Improving clean-energy catalysts
The active site of nitrogenase can’t be modelled on classical computers because it’s made up of transition metals. Transition metals such as iron, cobalt, and platinum have many electrons. For this group of atoms in particular, chemists can’t find the right answers if they dismiss quantum mechanics in their simulations.
Many catalysts are transition metals. This includes those found in engines and fuel cells, and catalysts used to make chemicals and fuels. Simulating their behavior on quantum computers could help chemists make them work faster at lower temperatures, or substitute less expensive metals for catalysts like platinum.
Investigating distant galaxies
To figure out the composition of faraway galaxies, astronomers take their clues from the wavelengths of light those galaxies emit. Small quantum computers may enable researchers to more accurately determine what colors of light different types of molecules give off, a property called their molecular spectra. Armed with this updated information, astronomers could learn more about faraway celestial objects.
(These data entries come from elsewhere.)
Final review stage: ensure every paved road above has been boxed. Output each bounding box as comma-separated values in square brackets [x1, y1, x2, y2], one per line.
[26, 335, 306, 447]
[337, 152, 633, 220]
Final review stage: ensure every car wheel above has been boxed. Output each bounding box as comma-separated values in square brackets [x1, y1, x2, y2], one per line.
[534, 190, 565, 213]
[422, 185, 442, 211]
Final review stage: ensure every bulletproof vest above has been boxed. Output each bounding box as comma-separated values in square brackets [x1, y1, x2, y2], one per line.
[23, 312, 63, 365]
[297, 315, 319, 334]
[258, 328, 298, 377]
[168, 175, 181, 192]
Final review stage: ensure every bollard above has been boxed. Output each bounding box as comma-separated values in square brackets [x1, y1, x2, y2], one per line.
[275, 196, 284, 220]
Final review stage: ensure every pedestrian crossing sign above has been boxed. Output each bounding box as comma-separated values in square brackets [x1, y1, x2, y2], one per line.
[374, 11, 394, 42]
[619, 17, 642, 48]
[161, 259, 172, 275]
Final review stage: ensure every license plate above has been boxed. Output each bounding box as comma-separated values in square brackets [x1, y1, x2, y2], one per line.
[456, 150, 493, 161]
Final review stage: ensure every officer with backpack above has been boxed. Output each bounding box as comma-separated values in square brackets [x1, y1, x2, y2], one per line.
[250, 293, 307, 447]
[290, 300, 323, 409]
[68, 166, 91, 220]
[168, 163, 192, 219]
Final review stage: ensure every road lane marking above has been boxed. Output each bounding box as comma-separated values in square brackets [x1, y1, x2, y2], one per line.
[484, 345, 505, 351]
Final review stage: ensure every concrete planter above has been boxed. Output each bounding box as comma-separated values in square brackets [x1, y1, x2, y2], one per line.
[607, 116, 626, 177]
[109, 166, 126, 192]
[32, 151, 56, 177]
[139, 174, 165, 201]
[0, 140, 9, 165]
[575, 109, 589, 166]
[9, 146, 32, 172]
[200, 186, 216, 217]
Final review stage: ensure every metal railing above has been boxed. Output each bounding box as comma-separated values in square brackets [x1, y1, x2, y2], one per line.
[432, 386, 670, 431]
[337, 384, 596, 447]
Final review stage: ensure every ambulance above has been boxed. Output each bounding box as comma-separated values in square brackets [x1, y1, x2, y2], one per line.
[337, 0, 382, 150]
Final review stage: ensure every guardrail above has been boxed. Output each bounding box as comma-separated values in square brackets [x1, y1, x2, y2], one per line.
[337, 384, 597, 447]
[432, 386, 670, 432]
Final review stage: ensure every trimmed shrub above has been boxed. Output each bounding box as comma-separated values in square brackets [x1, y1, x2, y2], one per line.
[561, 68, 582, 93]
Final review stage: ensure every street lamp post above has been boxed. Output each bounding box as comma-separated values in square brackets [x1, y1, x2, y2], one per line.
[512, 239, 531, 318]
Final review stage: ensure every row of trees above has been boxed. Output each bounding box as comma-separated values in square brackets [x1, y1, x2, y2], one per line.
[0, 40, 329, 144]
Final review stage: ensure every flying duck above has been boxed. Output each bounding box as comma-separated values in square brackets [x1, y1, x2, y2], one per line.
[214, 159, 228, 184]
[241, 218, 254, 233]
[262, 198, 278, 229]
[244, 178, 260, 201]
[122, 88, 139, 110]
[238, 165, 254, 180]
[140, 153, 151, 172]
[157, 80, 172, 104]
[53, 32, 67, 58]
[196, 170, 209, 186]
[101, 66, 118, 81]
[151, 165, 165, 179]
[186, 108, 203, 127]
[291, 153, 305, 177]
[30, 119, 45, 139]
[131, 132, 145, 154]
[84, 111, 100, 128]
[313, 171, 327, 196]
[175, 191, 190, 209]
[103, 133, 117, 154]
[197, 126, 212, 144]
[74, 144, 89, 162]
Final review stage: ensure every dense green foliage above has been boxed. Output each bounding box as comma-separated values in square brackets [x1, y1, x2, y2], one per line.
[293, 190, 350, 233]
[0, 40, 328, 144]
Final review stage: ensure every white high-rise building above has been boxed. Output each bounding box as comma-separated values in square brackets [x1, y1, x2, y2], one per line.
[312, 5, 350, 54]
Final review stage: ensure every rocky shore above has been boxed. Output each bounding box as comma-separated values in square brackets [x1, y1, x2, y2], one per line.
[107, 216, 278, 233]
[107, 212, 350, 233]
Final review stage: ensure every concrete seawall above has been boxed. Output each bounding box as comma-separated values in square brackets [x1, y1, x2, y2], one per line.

Fabricating high-temperature superconductors
Superconductors are highly conductive materials—but they only behave this way at very low temperatures. Like transition metals, superconductors are difficult to accurately model because of the quantum mechanical behavior of their electrons. Today superconductors are used to make qubits, as well as strong magnets for medical imaging systems and particle accelerators. By modeling them on quantum computers, researchers hope to figure out how to make superconductors that work at higher temperatures.